Владимир же (отныне мы так и будем называть его — ведь крестины есть крестины) подарками распорядился так: флаг поставил в хате, в красном углу, предварительно сняв со стены иконы, и совсем не собирался ходить с ним на вечеринки и на улицу, как ожидали некоторые из зубоскалов. Из красной материи не стал шить ни рубашку, ни «галихве», — преодолев соблазн, отнес ее в сельсовет. «Вот, дядька Василь, жертвую на флаг, а то тот, что над сельсоветом вывешен, уже совсем истрепался». — «Не «жертвую», глупый, а «дарю», — сурово поправил Ганжа. — Советской власти пожертвования не нужны, не такая она бедная. — И, сразу осветлев лицом, крепко пожал парню руку. — А за подарок спасибо! Спасибо, Володя!..» Часы же парень носил в кармане, прикрепив к поясу золотой цепочкой. И часы всегда были почти горячими: шел ли Володя по дороге, сидел ли в помещении, все равно то и дело хватался рукой за карман — не потерялись ли вдруг? А как темнело на улице, то уже и не вынимал руки из кармана: а ну, если кто-нибудь возьмет да и дернет за цепочку, выхватит часы…

Ложась спать, Володя обматывал цепочкой левую руку, часы же клал под подушку. И дорогой подарок стучал в самое Володино ухо, навевал беспокойные сны, смущая комсомольское Володино сердце, до конца отданное мировой революции, совсем уже непролетарскими видениями. Будто стоит он под вербой возле пруда, обнявшись с дивчиной, стоит и целуется с ней, как самый последний кулацкий сынок, а дядька Василь сердито грозит ему из-за дерева пальцем: «Такая-то у тебя комсомольская сознательность?» — «Так я же, дядька, случайно здесь оказался». — «Было бы случайно, если бы я видел тебя каждый раз с другой.
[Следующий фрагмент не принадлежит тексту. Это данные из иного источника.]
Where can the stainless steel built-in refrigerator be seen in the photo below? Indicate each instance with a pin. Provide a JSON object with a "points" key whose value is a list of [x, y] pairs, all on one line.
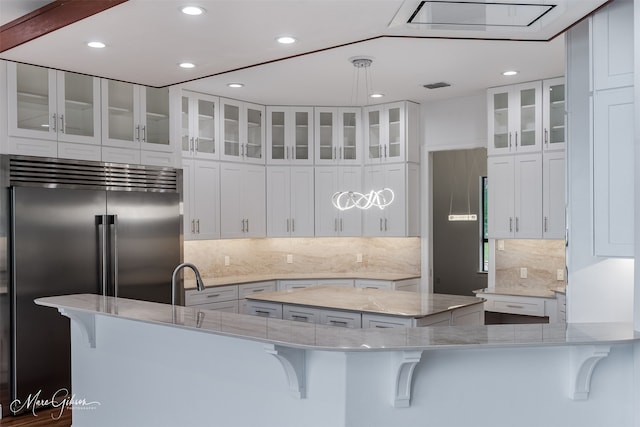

А то и вчера целовал эту самую, и позавчера, и позапозавчера!» — «А и верно, — холодея, думает Володька, — а и верно, что же это такое, что я каждый раз стою под вербой с одной и той же?» И, убегая во сне от Ганжи, просыпается, так как не знает, что ему ответить дядьке… Лежит, прислушивается к тому, как звонко и четко стучат часы в ночной тишине, и сам себе боится признаться, что не так трудно было бы объяснить Ганже, почему он обнимает во сне под вербою одну и ту же дивчину.